There is very a nice paragraph, which we vouch is a fact.
“Ah! more of Lower Kate-street,” say the officers; “that place is a perfect disgrace to the country;” and it is, for we have heard hundreds of cases from this spot.
But, not to give Lower Kate-street all the blame, daring midday robberies are common in Whitechapel, and to put an end to them would require nearly as many cats as there are mice.

IS THERE A SOLUTION?
What is done to be done?
Is it not a very aggravating circumstance that people may not wear watches, or pins, brooches.
Why should these blackguards have it all their own way?
Why should Whitechapel be so distinguished by the cowardly vagabonds?
It has handsome shops, kept by highly respectable and wealthy tenants – aye, most of them quite as good as many in Regent or Oxford streets – and there is no reason why such scenes as the following should be:-
“On Saturday morning as Mr. W. Stride was passing through Whitechapel, some daring thief squirted a lot of filthy water into his face, and for the moment he was deprived of vision.
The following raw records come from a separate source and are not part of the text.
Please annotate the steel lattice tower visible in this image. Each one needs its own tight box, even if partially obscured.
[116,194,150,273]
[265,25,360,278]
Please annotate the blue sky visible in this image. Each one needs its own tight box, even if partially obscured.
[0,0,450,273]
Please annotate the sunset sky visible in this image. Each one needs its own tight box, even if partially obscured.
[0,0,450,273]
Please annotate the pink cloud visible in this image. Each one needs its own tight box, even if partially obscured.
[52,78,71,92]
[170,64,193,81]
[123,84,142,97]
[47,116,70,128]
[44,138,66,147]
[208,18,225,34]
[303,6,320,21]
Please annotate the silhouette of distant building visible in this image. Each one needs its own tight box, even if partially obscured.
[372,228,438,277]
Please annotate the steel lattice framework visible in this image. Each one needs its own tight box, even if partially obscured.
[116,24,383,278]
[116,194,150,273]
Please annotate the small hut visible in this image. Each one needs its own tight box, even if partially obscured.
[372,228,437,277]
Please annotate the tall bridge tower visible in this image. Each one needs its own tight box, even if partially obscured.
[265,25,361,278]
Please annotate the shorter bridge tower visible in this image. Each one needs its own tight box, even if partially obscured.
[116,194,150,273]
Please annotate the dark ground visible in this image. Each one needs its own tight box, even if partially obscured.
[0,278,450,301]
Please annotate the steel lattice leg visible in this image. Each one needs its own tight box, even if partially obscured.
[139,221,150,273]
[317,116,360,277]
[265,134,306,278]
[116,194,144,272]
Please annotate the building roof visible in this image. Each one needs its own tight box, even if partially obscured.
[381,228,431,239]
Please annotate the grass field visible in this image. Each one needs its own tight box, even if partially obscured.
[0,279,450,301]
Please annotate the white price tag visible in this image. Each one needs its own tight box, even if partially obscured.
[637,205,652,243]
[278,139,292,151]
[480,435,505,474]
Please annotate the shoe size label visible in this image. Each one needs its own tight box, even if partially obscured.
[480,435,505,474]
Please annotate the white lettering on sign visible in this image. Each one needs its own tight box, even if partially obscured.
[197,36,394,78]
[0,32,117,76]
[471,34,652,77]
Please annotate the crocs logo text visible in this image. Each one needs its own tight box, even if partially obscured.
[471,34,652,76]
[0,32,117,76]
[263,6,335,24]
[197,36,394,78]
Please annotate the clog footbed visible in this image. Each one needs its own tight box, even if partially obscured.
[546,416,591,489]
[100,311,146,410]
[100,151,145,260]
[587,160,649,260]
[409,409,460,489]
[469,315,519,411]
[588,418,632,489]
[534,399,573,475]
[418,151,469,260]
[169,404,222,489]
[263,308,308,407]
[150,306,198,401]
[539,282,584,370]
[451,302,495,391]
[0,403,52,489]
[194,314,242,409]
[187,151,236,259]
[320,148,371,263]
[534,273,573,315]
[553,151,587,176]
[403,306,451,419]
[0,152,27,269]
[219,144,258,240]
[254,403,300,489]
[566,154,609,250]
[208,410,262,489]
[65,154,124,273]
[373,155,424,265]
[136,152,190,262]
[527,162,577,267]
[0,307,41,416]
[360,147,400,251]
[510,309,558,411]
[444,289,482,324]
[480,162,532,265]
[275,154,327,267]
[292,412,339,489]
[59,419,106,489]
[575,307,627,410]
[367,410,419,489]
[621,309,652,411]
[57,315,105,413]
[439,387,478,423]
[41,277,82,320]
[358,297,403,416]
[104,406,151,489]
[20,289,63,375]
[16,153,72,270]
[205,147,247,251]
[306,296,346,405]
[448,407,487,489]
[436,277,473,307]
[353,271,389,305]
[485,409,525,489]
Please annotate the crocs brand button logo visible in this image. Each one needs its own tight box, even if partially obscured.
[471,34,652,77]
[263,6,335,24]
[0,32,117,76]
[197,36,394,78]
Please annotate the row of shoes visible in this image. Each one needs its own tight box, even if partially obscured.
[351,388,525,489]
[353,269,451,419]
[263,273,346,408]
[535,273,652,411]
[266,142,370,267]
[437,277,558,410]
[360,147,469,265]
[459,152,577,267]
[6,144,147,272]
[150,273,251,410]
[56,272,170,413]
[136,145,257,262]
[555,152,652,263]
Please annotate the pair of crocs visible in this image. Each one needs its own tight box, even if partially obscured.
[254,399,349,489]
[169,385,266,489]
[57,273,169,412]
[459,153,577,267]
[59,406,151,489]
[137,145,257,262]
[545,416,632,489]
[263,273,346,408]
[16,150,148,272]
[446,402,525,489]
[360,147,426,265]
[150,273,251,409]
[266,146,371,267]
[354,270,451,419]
Raising his hand to wipe his face, the scoundrel availed himself of the opportunity to snatch his watch and appendage, value £30, and got clear away.”
HUNT OUT THE SCOUNDRELS
So says a newspaper, and we think it is time the “scoundrels” should be hunted out.
Let them go somewhere else, as Whitechapel has had enough of them.
MAKE THE LANDLORDS RESPONSIBLE
Memorialise Government to interfere with the owners of those filthy styes in which the scoundrels wallow, and cause the landlords to pull them down and build up decent houses.
The grasping landlords, no doubt, have a share in the spoil, and fatten on the beastly gains of these pestilential blackguards.
Stop this.
Scatter the thieves, for when scattered they will be cowards; it is but numbers makes them so daring.
Let us have comfortable tidy streets, with room for carts to go between the houses, and honest workmen will habitate them.
Now we see holes like rabbit warrens, from which issue the vermin that disgrace our streets.
Cut these vermin out, root and branch, and act like St. Patrick in the sister land, or you will have something worse; for honest men can be as desperate as thieves, and the poor costermongers over the water made the Southwark burglars sing but a sorry chorus.
MAKE WHITECHAPEL PLEASANT
To conclude, we may say that the evil is caused by the landlords, who keep up the sanctuaries, and it is for the Whitechapel public to step in and post up the names of the owners these places; rate them doubly, for they make the profit; treble their police-rate, for they cause the police most trouble; pave them out, water them out, gas them out – aye, clean them out, and a walk down Whitechapel will be as safe as your own fireside.